米は乾物である: 動画は、届いたばかりの精米を手に取り、ぬるっとする感触は表面に残るぬか層の粉だと言います。そのうえで米は乾かして保存できるようにした乾物で、そこに価値があったのだから、炊くとは水を吸わせて元の姿に戻すことだと説明します。洗う目的も、粉を落とすことと水に出会わせることの二つに整理されます。

洗い米にする: 洗ったら水気をよく切り、真ん中をへこませて置きます。30〜40分で周りに残った水が吸われ、半透明だった粒が白っぽくなる。これが洗い米で、話し手は乾いた感じがしなくなると言い、米は2割から3割大きくなると付け加えます。吸水を、水に浸けたままにしない形で済ませる段取りです。

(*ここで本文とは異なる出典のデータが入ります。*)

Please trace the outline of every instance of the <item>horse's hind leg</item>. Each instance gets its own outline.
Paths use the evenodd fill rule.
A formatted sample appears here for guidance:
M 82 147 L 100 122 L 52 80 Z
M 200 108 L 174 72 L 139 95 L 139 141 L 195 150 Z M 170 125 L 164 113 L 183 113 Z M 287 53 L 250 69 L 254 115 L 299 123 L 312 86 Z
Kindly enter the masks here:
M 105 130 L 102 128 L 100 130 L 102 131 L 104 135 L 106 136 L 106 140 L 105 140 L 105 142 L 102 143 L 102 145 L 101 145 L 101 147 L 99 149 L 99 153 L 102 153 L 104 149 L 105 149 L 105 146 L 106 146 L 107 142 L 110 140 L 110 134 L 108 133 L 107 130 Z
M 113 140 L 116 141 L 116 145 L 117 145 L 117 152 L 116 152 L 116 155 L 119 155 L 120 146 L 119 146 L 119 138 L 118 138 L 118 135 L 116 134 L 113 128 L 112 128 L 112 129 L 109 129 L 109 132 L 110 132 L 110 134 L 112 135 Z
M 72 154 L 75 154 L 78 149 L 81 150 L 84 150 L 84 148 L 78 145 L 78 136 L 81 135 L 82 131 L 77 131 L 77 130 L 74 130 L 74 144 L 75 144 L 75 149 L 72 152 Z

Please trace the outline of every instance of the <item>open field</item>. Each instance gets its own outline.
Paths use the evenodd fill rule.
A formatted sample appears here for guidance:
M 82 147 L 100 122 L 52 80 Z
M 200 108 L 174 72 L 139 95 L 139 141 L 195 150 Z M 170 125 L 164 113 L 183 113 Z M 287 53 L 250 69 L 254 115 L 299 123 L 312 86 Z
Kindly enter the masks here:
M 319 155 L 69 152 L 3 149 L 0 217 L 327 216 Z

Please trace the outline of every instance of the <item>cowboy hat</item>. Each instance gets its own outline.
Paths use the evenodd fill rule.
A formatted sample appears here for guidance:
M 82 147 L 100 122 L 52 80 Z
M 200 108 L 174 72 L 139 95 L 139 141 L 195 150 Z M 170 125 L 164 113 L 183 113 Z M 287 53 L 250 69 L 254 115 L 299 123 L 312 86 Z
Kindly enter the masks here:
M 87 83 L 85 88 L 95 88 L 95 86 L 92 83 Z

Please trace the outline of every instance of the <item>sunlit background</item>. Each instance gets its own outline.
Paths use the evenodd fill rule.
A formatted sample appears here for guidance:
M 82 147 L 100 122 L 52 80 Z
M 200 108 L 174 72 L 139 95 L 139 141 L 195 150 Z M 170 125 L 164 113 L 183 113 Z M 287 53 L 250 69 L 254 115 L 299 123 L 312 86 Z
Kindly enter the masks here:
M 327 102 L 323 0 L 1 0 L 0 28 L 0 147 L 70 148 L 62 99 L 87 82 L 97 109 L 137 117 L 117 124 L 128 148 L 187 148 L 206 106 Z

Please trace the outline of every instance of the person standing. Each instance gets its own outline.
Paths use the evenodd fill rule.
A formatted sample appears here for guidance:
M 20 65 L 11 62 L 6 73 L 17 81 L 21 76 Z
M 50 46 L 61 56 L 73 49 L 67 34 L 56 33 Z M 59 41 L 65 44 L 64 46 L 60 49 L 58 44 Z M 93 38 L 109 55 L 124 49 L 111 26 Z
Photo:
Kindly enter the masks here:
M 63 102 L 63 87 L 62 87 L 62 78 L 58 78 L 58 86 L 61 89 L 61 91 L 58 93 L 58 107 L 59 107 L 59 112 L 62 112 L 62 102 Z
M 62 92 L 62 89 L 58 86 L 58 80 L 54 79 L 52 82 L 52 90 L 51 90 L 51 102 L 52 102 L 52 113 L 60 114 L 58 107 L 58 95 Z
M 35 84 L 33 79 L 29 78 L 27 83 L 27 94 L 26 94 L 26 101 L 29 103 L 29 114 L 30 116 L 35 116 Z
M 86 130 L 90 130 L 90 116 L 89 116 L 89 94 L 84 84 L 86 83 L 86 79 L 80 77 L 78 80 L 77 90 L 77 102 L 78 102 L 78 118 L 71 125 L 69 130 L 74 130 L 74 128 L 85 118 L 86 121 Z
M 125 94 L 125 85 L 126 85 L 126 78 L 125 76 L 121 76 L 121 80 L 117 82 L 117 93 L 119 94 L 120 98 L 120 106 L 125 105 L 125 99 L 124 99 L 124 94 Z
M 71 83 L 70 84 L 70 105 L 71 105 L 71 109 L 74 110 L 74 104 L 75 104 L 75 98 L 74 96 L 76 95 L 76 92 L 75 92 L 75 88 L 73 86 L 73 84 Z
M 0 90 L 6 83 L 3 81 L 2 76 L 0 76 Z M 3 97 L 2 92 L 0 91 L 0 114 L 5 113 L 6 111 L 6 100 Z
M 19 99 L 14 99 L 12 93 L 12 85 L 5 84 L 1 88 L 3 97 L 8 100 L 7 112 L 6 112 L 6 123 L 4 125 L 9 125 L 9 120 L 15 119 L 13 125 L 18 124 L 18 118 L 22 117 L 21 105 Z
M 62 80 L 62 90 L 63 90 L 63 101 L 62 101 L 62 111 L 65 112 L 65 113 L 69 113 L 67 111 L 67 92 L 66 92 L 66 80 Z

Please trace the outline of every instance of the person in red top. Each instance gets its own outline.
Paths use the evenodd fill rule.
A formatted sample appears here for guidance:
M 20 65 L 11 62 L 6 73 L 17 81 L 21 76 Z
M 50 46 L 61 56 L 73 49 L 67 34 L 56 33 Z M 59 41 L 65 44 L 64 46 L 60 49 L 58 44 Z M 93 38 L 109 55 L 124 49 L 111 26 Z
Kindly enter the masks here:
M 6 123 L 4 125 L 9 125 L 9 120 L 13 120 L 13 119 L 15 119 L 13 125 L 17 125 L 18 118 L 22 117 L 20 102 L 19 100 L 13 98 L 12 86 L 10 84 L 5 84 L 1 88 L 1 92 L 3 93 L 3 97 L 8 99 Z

浸けたままにしない: ここで釘を刺されるのが、米と水が出会った瞬間から細菌が増え始めることです。夜のうちに予約して朝に炊き上がるようにした釜の中は、何時間もその状態で置かれている、と話し手は言います。だから水を切った洗い米は袋に入れ、冷蔵庫で持たせる。常温に置けばにおいの出た米になってしまうと言い切ります。

増えた嵩で水加減: 朝は袋から出し、綺麗な水で水をはかるだけです。動画は2カップの米が吸水して2カップ半に増えていることを量り直し、その嵩と同じ体積の水を合わせます。増えかたは米によって違うから毎回量る、という言い方で、道具は茶碗でもよく、米と水を同じ器で量ることだけを守ります。

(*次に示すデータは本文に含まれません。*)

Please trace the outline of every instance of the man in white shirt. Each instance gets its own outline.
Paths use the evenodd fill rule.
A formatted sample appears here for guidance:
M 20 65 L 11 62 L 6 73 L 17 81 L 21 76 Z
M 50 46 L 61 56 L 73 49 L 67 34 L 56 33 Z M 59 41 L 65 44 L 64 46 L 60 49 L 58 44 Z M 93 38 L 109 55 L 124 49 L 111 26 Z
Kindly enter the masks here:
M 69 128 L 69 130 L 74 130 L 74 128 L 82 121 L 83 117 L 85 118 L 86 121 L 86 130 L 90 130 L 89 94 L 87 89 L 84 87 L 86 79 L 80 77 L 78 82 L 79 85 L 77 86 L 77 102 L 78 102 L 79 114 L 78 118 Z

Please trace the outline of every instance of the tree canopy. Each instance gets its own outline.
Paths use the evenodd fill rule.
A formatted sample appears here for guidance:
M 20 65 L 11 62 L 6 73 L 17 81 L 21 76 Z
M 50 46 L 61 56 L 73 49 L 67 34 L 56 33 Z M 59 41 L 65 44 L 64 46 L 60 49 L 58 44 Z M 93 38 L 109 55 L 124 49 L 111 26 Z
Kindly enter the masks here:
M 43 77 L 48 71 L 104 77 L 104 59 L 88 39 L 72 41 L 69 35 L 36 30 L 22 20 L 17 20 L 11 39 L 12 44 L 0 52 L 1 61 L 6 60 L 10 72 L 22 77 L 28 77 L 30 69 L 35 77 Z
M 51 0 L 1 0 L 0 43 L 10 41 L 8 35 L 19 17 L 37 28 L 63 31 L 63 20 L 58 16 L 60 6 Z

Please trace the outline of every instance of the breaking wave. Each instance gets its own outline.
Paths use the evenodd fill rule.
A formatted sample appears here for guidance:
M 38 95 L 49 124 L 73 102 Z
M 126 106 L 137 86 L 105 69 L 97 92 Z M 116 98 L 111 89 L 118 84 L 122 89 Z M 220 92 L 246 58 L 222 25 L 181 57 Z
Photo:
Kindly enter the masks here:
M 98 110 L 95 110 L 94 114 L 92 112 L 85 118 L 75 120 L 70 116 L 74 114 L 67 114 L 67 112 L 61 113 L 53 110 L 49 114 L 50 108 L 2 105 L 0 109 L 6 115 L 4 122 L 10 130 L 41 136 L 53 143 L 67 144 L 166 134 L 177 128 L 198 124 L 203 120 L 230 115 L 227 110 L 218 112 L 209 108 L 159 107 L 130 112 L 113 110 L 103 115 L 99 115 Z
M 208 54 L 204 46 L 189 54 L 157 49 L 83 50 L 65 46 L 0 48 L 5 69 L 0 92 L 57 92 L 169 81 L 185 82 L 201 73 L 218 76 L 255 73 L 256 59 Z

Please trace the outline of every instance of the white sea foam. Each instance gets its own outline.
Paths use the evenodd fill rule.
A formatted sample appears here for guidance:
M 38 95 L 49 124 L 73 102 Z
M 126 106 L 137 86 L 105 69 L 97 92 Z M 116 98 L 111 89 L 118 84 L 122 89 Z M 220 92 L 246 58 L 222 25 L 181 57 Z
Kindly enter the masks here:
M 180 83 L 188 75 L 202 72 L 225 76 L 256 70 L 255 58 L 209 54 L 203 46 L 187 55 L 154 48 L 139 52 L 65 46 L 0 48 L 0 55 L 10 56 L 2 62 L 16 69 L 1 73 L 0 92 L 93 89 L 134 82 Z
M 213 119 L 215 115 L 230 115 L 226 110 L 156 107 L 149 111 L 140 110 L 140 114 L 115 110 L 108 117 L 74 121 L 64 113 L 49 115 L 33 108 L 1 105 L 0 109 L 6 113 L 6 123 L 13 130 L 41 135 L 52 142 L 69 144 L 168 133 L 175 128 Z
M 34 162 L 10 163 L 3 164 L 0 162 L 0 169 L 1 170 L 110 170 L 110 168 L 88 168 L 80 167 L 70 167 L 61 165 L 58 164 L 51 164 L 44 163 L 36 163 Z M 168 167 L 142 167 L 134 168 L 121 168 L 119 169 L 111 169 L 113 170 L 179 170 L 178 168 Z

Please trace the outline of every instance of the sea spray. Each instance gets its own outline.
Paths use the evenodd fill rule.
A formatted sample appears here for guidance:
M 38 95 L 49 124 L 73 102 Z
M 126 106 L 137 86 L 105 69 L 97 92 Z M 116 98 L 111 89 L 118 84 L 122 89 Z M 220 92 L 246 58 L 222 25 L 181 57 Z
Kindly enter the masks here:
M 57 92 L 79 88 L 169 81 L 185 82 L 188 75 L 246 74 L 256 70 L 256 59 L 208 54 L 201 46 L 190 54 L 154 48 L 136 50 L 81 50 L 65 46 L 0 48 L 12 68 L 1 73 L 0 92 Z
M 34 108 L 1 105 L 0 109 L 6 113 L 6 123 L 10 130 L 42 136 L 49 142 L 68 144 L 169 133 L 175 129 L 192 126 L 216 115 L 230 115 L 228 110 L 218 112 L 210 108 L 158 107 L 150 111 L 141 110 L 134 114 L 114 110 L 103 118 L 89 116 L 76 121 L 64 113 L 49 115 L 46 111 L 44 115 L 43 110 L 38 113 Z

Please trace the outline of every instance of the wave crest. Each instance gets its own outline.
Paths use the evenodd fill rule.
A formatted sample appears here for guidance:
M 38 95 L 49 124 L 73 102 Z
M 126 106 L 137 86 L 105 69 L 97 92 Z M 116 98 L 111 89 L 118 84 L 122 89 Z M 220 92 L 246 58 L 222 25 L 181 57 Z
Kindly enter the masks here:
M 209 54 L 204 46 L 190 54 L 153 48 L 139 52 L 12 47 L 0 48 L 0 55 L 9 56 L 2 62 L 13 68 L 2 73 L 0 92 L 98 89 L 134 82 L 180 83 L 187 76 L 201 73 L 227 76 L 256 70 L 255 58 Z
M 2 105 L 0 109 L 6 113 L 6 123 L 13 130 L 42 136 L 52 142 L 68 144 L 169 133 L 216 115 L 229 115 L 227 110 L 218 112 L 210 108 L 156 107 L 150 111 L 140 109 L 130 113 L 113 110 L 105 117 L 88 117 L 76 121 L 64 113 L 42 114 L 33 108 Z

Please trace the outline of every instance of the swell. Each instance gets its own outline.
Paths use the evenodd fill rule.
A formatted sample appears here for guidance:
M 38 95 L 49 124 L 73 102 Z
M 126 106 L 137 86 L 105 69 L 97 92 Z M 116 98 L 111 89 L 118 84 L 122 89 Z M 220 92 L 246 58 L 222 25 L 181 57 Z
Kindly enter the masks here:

炊くのは早炊き: 吸水はもう終わっているので、動画は早炊きや急速のモードでよいと結びます。炊飯器にまかせる場合も同じで、浸ける時間を外で別に取る前提が消えます。長く置くこと自体が狙いなのではなく、置き場所を冷蔵庫に変えて、朝に要る時間のほうを前の晩へ先送りしておく、という組み立てです。